Hi, I own an Abies concolor "compacta" now the time has come after 15 years to change its position for space requirements. The height of the plant is about 1.20 -1.30 meters, really beautiful plant. My question is this: how likely is it that the transplant will be successful? Thank you and greetings

Carlo Cavalli

Answer: White fir transplant

Dear Carlo, welcome to the in-depth section of our website "Questions and answers", the place where you can ask all the questions about the flowers and plants that cross your mind. Surely it is rather difficult to establish the probability of survival of a plant that we have never seen and that we do not know where it grows, therefore we will limit ourselves to giving you some indications on how you can independently evaluate the success of a possible transplant. First, look at the foliage of his Abies concolor compacta; if this is in good condition or without spots without branches, with an intense and compact color, the tree is in good health. Being a "compact" variety, this plant, despite its age, has certainly maintained smaller dimensions both in the aerial part and in the epigeal part (roots) and this could greatly facilitate the transplant operations. The silver fir is a conifer that also has very deep roots in the soil and therefore the excavation will have to go very deep. The root system of the silver fir could be one of the main obstacles to the transplantation of this species, therefore we advise you to pay particular attention in the excavation phases and to make a hole that goes very deep (at least as much as the height of the his abies consolor compacta). During the excavations, stay far enough away from the stem of the plant, trying to keep this distance even going down into the lower layers of the soil. An excellent trick is to leave unaltered the bread of earth in which the roots and rootlets of the silver fir have grown, to avoid altering the balances that have been established between the root tips and the neighboring soil; in fact, the smaller roots, the radicles, mainly deal with absorption and not the large roots, which have the main function of support. By adopting these basic precautions, the chances of survival of his abies concolor will significantly increase. Transplanting an already adult plant is always a delicate operation and we recommend spring (April-May) or early autumn (September) as the best time.

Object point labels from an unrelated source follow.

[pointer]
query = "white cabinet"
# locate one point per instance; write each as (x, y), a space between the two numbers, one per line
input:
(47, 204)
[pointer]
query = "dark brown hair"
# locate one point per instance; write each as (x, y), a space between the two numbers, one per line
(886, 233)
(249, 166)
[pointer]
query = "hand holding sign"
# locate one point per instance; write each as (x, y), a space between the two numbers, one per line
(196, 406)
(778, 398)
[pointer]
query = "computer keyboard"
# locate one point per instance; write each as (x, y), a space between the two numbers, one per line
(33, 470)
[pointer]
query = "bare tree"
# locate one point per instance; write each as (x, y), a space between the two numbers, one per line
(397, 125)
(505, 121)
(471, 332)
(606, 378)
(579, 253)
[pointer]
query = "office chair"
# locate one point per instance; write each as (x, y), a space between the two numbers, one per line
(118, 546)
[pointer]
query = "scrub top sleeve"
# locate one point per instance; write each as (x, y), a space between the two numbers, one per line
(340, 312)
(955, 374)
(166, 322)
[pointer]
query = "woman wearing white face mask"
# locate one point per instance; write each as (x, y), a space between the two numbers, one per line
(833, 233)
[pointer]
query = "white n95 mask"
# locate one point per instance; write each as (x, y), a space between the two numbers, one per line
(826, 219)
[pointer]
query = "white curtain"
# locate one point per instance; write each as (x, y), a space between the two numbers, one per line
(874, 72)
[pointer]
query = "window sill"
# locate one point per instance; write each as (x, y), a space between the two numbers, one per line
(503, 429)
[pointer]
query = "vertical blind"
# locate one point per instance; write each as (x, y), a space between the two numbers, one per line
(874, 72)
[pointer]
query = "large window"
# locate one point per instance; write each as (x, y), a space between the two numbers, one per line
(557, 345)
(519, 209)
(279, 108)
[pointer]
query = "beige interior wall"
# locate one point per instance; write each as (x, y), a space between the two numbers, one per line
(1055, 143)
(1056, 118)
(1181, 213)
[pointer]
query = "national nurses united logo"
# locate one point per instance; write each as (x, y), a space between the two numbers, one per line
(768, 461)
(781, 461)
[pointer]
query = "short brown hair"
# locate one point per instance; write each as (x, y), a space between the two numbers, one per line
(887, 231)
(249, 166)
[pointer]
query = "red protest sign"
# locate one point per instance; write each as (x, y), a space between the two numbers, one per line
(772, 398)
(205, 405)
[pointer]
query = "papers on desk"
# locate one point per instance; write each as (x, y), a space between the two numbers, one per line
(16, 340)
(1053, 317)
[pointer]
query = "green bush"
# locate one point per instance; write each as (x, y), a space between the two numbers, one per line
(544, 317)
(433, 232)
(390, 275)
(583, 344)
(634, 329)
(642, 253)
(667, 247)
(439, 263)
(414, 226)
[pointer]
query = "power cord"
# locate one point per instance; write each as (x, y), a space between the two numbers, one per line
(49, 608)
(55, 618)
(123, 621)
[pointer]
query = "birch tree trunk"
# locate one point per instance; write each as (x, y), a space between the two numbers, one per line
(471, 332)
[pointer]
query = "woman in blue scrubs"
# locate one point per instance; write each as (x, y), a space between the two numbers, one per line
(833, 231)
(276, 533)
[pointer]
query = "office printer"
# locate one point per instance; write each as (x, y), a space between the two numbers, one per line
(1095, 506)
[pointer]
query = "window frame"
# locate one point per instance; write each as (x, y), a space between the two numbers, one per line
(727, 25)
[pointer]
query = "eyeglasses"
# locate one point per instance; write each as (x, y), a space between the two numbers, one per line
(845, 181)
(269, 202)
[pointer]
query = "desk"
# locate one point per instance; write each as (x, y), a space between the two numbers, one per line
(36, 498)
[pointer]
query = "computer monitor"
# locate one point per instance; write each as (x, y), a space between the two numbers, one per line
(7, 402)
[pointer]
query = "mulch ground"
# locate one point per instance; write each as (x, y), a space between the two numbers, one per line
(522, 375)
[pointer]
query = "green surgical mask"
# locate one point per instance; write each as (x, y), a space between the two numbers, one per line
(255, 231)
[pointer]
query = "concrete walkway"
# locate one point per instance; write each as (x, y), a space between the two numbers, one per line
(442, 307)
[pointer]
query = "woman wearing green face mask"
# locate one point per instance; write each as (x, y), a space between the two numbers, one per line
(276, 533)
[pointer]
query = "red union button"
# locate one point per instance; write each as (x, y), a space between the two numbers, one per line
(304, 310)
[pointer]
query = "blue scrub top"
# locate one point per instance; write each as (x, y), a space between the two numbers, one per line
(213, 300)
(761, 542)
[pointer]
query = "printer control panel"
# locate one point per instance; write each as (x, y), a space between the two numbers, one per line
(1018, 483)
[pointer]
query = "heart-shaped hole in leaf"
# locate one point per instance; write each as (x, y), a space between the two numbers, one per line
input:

Spruce: how to grow and care for the Christmas tree

We present thespruce, one of the most common shrubs in our country, especially in mountainous areas, and with a strong symbolic value. Also called spruce, is theChristmas tree of tradition.
Due to the special characteristics of its wood, it is used in construction but also for the construction of musical instruments. Let's find out everything there is to know about this species.

The types of fir that are decorated.

The tree that is usually decorated in our country for the Christmas holidays is the Peccio or Spruce. Less commonly, especially in Northern Europe, silver fir and Caucasian fir are used. Pines or other conifers are rarely used.

The Spruce or Peccio (Picea abies).

The spruce is a conifer belonging to the Pinaceae. Native to central-northern Asia and Europe, it is widespread throughout Northern Europe and the Alps where it is found between 1200 and 1800 meters. In the remaining part of the peninsula it is practically absent except for a few specimens at the Abetone pass. It has a straight and erect trunk and can reach 40 meters in height. It has a majestic bearing with a very narrow hair at the tip. At low altitudes the shape of the canopy changes and expands. The leaves are needle-like and pointed and do not exceed 2.5 centimeters in length. The seeds are contained in the pine cones which have an elongated shape and dimensions between 10 and 20 cm.

Common fir (Abies alba) or White fir.

It is a conifer belonging to the Pinaceae. Widespread throughout Europe although not continuously, in Italy it is found in the Alps and the Apennines up to the Serre dell’Aspromonte at heights ranging from 500 to 1500 meters and sometimes even reaching 2000 meters. It thrives on shady mountain and hill slopes rich in rainfall. It has a straight and slender trunk and reaches heights that can exceed 50 meters and even reach 60 meters. It is also very long-lived and there is more than one specimen that is over 600 years old. It has a pyramid-shaped crown that flattens over the years. The leaves that remain on the tree for up to 10 years are needle-like and have a length between 2 and 3 centimeters. The seeds are contained in almost cylindrical pine cones which are upright and not pendulous on the branches and which are up to 20 cm long.

Caucasian fir (Abies nordmanniana).

It is a conifer belonging to the Pinaceae very similar to the silver fir. It is native to the regions around the Black Sea but is cultivated throughout Southern Europe and therefore also in Italy. It prefers hills and not very high mountains (it grows in a range that goes from 200 to 1200 meters above sea level). It has a straight trunk and can easily reach 60 meters in height, it has a regular crown in the shape of a pyramid / cone and the branches branch off regularly from the trunk without hanging down. The leaves, which remain on the tree for about 6 years, are dark green and needle-shaped with a length of up to 30 centimeters. The seeds are contained in squat pine cones which, like other fir trees, do not hang down but are turned upwards.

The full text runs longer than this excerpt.